Inspiring Theater Tales, Part 2


We promised all our beloved family members back in Maine we wouldn't stop at every Opera House along our route, but this one, in Van Buren, Arkansas, at the Oklahoma state line, we could not resist. Above, Stonington Opera House meets King Opera House; at right, the interior of the lobby.
Built and converted into an Opera House in the late 19th century, around the same time as ours and for the same purposes: vaudeville and film. Van Buren has a historic, active Main Street! Yeah!

Tomorrowland


We're excited to arrive in Nashville. I can see Loretta Lynn as she comes onto the Grand Ol' Opry stage for the first time. And Johnny Cash. The Carter Family. Minnie Pearl! Howww - dy! Buck Owens and his stars-n-stripes guitar. These were the icons of my growing up years; and my mother to this day, at 84, is glued in front of Country Music TV (OK, which to me sounds like pop radio, but who's to say??).

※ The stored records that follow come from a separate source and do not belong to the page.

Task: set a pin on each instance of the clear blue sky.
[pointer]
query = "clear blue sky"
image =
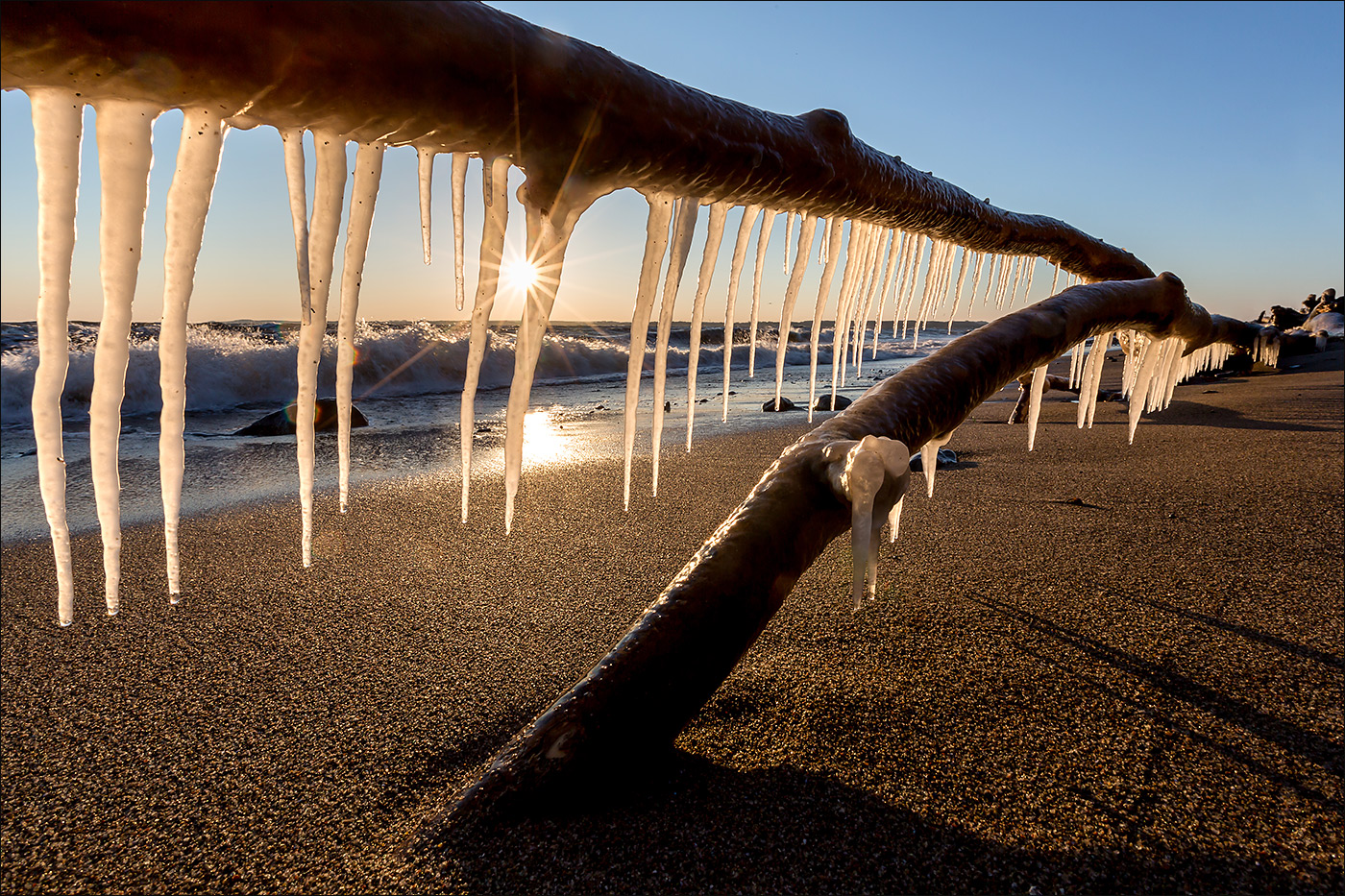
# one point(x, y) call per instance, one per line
point(1204, 137)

Not to mention, we are on the Conni's Avant Garde Restaurant trail. Our pals (see post below) came out here last spring to perform at the Frist Center for the Arts, in coordination with a Picasso-Matisse exhibit.

Like any visitor by car, we first get caught in the concentric swirling circles of highways, looped around the city like multiple strands of wooden beads (can't really say pearls, much as one might like to!). Working our way in, and in, and in: is there a there there?! Signs for Opryland and the Grand Ol' Opry and Opry Mills Drive; the city towers are still far off, but we careen off the exit as directed.

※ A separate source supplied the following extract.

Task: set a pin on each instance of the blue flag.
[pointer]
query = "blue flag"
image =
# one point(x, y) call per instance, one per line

What we've got here is a mall; actually, more than a mall, a Disneyland. It turns out that the staggering number of visitors to the opry has caused them to rebuild it as a theme park, well outside the city itself. ! who knew?! I feel as if I have not been paying attention. Surely my aunt and uncle have visited, have told me this.

We drive by the ginormous Outdoor World building (irony not lost); the multiplex; the Grinch Ice Show; the box that is now the Grand Ol' Opry itself. We drive through the parking lot and out without stopping.

We need a downtown. Please. Somewhere. Anywhere. But first, for JJ, a Steak 'n Shake.

It turns out we have to go 30 miles south of the city for lunch at the latter, but we do. There is nothing so good as memory food. Hopefully we will naturally run into others along the route: thick shakes, shoe string fries, black and white tiles with gleaming stainless steel fixtures, thin thin thin steakburgers, no ketchup in sight this is the south they don't use it, JJ tells me. The waitress's voice is so preternaturally high we can barely have her talk to us, but we persevere and eat our steakburgers, me while reading Rick Moody on the Bible.

Now into Nashville. I am convinced there is an "old music" section of the city; I know for sure Loretta Lynn did not make her historic teen age debut at the mall we just visited. And sure enough, we find a beautiful historic train depot (now turned into a hotel); a grand classical post office (now become the Frist Center for the Visual Arts); and then a series of glass towers and boxes with rocket-shaped accoutrements atop them . . . we seem to have entered the Tomorrowland section of Disneyland. We enter one of the rocket ships, a glass paneled, triangular pod attached to a huge box that is the performing art center. Rows upon rows of self-serve electronic ticketing agents--maybe this IS the train station?? No, Stevie Wonder will be here in December . . . we talk to a nice blonde young man (we are definitively in blonde country now, and when I point this out to JJ she says yes, she was amazed when she came east, everyone was small and dark, the sky was small and dark, the people small and dark) who points across the street. Sure enough, at the foot of all the glass towers, we see a bulky brick building with cream trim. This, now renamed as some auditorium, was first built as a gospel house and was then for many years Music City: the place to which the legendary country stars pulled up in their black Cadillacs and two-toned rusted sedans and made their debuts. "They bring the Opry back here in the winter," the young man says, smiling. He then points out the Country Music Hall of Fame: another giant cement and glass box, this one adorned by cement artifice to suggest, maybe?, a piano, down the opposite block.

We go take a picture of the old Music City (above). Then we leave Tomorrowland behind us.